Please try out this patch and let me know if it fixes this issue.
Comment 13 Ayaz Abdulla 2007-03-20 12:09:12 UTC
Albert, could you please try out the new patch? Thanks.
Comment 14 Albert Hopkins 2007-03-21 06:17:59 UTC
Sorry, I've been busy.  Will try to look at the patch today.
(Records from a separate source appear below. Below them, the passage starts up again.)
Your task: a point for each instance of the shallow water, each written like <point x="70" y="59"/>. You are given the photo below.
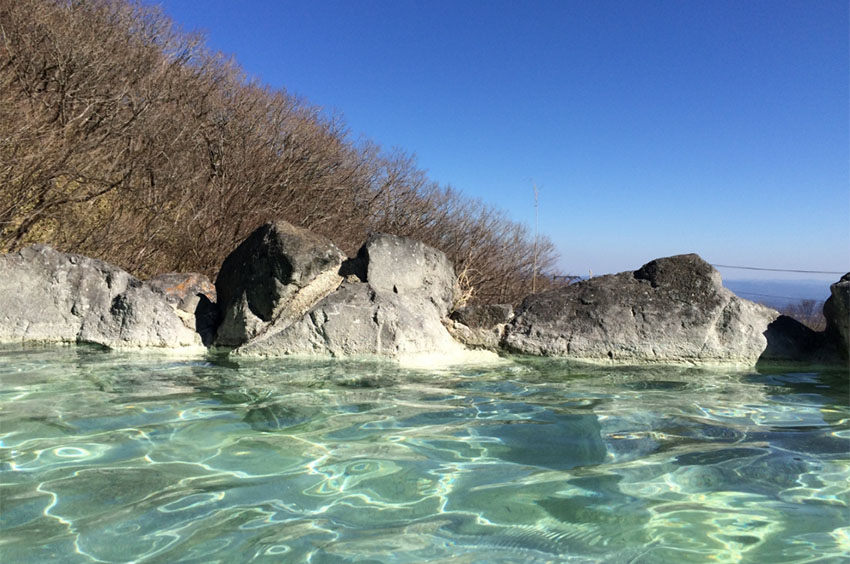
<point x="114" y="457"/>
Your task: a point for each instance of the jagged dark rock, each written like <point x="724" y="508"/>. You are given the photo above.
<point x="672" y="309"/>
<point x="193" y="296"/>
<point x="274" y="276"/>
<point x="50" y="296"/>
<point x="836" y="310"/>
<point x="395" y="311"/>
<point x="480" y="326"/>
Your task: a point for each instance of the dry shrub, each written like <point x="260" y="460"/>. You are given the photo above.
<point x="124" y="138"/>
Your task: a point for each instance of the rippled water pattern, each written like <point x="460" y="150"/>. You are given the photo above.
<point x="110" y="457"/>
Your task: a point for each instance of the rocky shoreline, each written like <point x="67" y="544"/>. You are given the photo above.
<point x="287" y="291"/>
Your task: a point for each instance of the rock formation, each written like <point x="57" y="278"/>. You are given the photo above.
<point x="396" y="293"/>
<point x="273" y="278"/>
<point x="836" y="310"/>
<point x="49" y="296"/>
<point x="481" y="326"/>
<point x="193" y="298"/>
<point x="670" y="310"/>
<point x="287" y="291"/>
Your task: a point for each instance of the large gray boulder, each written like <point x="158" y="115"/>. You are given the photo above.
<point x="49" y="296"/>
<point x="409" y="268"/>
<point x="392" y="304"/>
<point x="836" y="310"/>
<point x="273" y="278"/>
<point x="670" y="310"/>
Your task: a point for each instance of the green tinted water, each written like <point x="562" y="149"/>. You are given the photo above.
<point x="110" y="457"/>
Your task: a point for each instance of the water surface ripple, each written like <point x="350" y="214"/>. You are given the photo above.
<point x="113" y="457"/>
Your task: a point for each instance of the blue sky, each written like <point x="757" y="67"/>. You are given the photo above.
<point x="651" y="128"/>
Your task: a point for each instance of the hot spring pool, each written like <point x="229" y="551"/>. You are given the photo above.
<point x="115" y="457"/>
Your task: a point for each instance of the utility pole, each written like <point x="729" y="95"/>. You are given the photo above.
<point x="536" y="239"/>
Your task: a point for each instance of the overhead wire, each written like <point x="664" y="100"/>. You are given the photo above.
<point x="777" y="269"/>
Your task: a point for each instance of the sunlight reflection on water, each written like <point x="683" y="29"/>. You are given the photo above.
<point x="108" y="457"/>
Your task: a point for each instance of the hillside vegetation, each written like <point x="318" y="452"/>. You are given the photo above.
<point x="125" y="138"/>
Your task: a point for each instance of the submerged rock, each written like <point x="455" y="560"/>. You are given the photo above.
<point x="272" y="279"/>
<point x="50" y="296"/>
<point x="672" y="309"/>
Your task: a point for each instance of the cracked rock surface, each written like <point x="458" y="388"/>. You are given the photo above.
<point x="672" y="309"/>
<point x="50" y="296"/>
<point x="271" y="279"/>
<point x="392" y="307"/>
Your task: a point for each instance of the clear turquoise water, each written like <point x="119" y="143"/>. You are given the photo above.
<point x="111" y="457"/>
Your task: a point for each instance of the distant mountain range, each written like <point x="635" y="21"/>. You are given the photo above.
<point x="779" y="293"/>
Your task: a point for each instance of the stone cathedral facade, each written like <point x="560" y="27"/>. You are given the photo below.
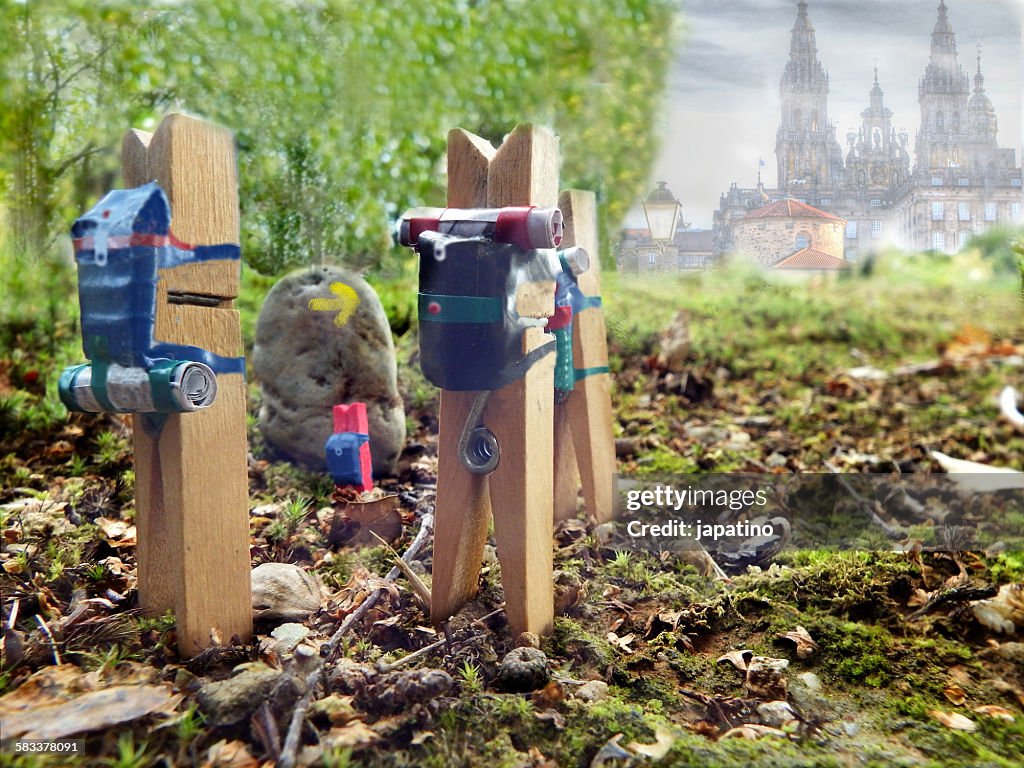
<point x="958" y="182"/>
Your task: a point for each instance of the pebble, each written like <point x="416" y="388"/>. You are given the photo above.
<point x="283" y="591"/>
<point x="235" y="699"/>
<point x="523" y="670"/>
<point x="592" y="691"/>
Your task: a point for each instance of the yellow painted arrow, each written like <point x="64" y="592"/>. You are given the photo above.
<point x="345" y="304"/>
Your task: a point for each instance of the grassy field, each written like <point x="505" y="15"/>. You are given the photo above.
<point x="770" y="384"/>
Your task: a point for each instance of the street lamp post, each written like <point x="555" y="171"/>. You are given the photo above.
<point x="662" y="210"/>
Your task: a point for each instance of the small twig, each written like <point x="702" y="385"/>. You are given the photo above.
<point x="291" y="748"/>
<point x="49" y="636"/>
<point x="419" y="587"/>
<point x="415" y="654"/>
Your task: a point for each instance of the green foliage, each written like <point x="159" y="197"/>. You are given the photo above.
<point x="470" y="678"/>
<point x="341" y="109"/>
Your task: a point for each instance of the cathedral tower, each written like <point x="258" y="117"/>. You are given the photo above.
<point x="942" y="94"/>
<point x="806" y="150"/>
<point x="877" y="159"/>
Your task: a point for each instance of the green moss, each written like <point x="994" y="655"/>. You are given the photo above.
<point x="587" y="651"/>
<point x="1008" y="567"/>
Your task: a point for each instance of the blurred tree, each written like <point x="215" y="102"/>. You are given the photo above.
<point x="340" y="108"/>
<point x="60" y="65"/>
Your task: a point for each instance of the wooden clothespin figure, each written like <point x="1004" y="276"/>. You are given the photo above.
<point x="483" y="281"/>
<point x="159" y="268"/>
<point x="584" y="443"/>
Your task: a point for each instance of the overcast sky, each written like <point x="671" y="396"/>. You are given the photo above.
<point x="722" y="107"/>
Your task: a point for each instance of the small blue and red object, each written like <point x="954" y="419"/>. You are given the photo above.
<point x="348" y="449"/>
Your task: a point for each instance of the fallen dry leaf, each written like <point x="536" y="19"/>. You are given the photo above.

Comment 15 Albert Hopkins 2007-03-22 11:13:26 UTC
Applied the patch against 2.6.21-rc4.  So far after ~2 hours streaming via NFS
there have been no oopses.  However, I am getting a multitude of the following
kernel message:

eth0: too many iterations (6) in nv_nic_irq.
Comment 16 Ayaz Abdulla 2007-03-22 12:20:40 UTC
Great!

Those messages are benign. You can bump up the module parameter 
max_interrupt_work to a value of 10 for example. It just means that there is 
alot of traffic flowing.
Comment 17 Albert Hopkins 2007-03-22 13:49:01 UTC
Ok, thanks.  In that case feel free to close this one out whenever.